For economic historians, the Great Depression continues to fascinate.
They ask themselves one question: how could what initially threatened to be a moderate recession metamorphose into the biggest financial disaster in history?
Bernanke could have been forgiven for revisiting his work as he prepared to make one of the most important decisions of his life this week: whether to cut US interest rates. Making money cheaper will indeed lubricate the banking system and go some way to easing the credit crunch, but Bernanke will still be accused of bailing out greedy banks who played high-risk games and lost.

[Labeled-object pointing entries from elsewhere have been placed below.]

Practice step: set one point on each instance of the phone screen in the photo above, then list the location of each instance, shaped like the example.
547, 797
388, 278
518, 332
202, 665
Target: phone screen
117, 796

As King put it in a recent letter to the Treasury select committee, the problems in the US are "likely to have consequences for the wider global economy through the interest rates for borrowing and lending faced by households and companies".
There are political consequences too, falling house prices and economic gloom could hit Britain's Labour Party in the polls. Gordon Brown himself once liked to joke that there were only two kinds of Chancellors, those who failed, and those who got out in time.
After the events of last week, he seems to have made it by a whisker.
- The Observer
Haven't we been here before?
1929 crash
What happened? Shares on Wall Street fell 13 per cent on "Black Thursday", October 24, 1929, and kept falling until 90 per cent had been wiped off the value of shares in 1932. A big speculative rise in the Twenties based on new industries, such as car manufacturing and radio broadcasting, set off the crisis.
Who was hit? The whole world economy was affected and the US went into the Great Depression as a result.
1974 banking crisis
What happened? The availability of cheap credit and deregulation of financial institutions resulted in a property boom that was brought to an end by a quadrupling in the oil price, the miners' strike, the three-day week and tensions resulting from the Yom Kippur war.
Who was hit? Some smaller building societies were taken over.
1988-89 housing market
What happened? UK house prices soared, leading many owners to borrow money against the value of their home or to move to more expensive property. In order to cool the economy down, borrowing rates were raised to more than 14 per cent.
Who was hit? Many deferred on their mortgage repayments, lost their home or found themselves in "negative equity".
2000 dotcom crash
What happened? In the late Nineties, internet companies such as AOL or Amazon attracted the interest of stockmarkets because of their high profile, in spite of making little money. Their shares were overvalued and, eventually, the bubble burst in March 2000.
Who was hit? Business investment dropped and the US economy slowed down.